Baronun İtirazı Reddedildi
Dosyaya müdahil olan Diyarbakır Barosu, sanıkların aldığı cezaların artırılması ve dosyanın daha kapsamlı incelenmesi için istinaf başvurusunda bulunmuştu. Ancak mahkeme, baronun karara karşı hak ve yetkisi bulunmadığı gerekçesiyle başvuruyu reddetti. Bu kararla birlikte adli süreç tamamen sanıkların aleyhine sonuçlanmış oldu.
Sanıklara Ağır Cezalar Verildi
Verilen kararlara göre, Narin Güran’ın annesi, amcası ve kardeşi ağırlaştırılmış müebbet cezasına çarptırıldı. Öte yandan olayla bağlantısı bulunan Nevzat Bahtiytar’a ise 4 yıl 6 ay hapis cezası verildi. Bu sonuç, kamu vicdanında bir nebze de olsa karşılık buldu.

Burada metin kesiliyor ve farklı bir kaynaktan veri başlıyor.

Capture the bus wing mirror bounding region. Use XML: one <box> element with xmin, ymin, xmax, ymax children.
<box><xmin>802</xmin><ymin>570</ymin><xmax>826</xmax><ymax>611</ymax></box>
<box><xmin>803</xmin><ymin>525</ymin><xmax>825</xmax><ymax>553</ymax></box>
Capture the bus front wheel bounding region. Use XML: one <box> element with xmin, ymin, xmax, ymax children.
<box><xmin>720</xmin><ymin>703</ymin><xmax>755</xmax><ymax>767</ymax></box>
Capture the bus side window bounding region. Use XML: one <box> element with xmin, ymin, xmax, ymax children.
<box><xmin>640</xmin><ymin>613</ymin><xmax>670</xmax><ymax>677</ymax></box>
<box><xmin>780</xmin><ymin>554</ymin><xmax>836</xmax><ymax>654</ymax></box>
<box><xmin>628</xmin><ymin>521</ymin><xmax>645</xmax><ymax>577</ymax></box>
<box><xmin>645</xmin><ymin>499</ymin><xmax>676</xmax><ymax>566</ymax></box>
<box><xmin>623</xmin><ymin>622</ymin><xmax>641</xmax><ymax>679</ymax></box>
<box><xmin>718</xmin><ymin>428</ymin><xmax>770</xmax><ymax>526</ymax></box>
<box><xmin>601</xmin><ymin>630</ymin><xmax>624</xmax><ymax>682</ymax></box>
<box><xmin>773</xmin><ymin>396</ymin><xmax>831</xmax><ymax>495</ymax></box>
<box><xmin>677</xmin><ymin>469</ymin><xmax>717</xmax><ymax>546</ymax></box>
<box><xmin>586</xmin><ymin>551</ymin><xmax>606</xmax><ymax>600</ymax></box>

Toplumun Vicdanını Sarsan Cinayet Davası Sonuçlandı
Bu dava, hem toplumsal hem hukuki açıdan derin etkiler yarattı. Özellikle bir çocuğun en yakınları tarafından katledilmiş olması, sadece ceza hukuku açısından değil, sosyal yapı ve aile içi dinamikler açısından da büyük yankı uyandırdı. Narin Güran cinayetinde cezalar onandı haberiyle birlikte, toplum adaletin yerini bulduğunu düşünse de, çocuk istismarına ve aile içi şiddete karşı farkındalık çağrıları yeniden yükseldi.
Hukuki Süreçte Son Durum
Verilen kararlarla birlikte tüm sanıkların cezası kesinleşti. Yani bu noktadan sonra yalnızca Yargıtay’a temyiz başvurusu yapılabilecek. Ancak kararın oy çokluğuyla onanmış olması, sürecin büyük ölçüde tamamlandığını ve cezalarda bir değişiklik beklenmediğini ortaya koyuyor.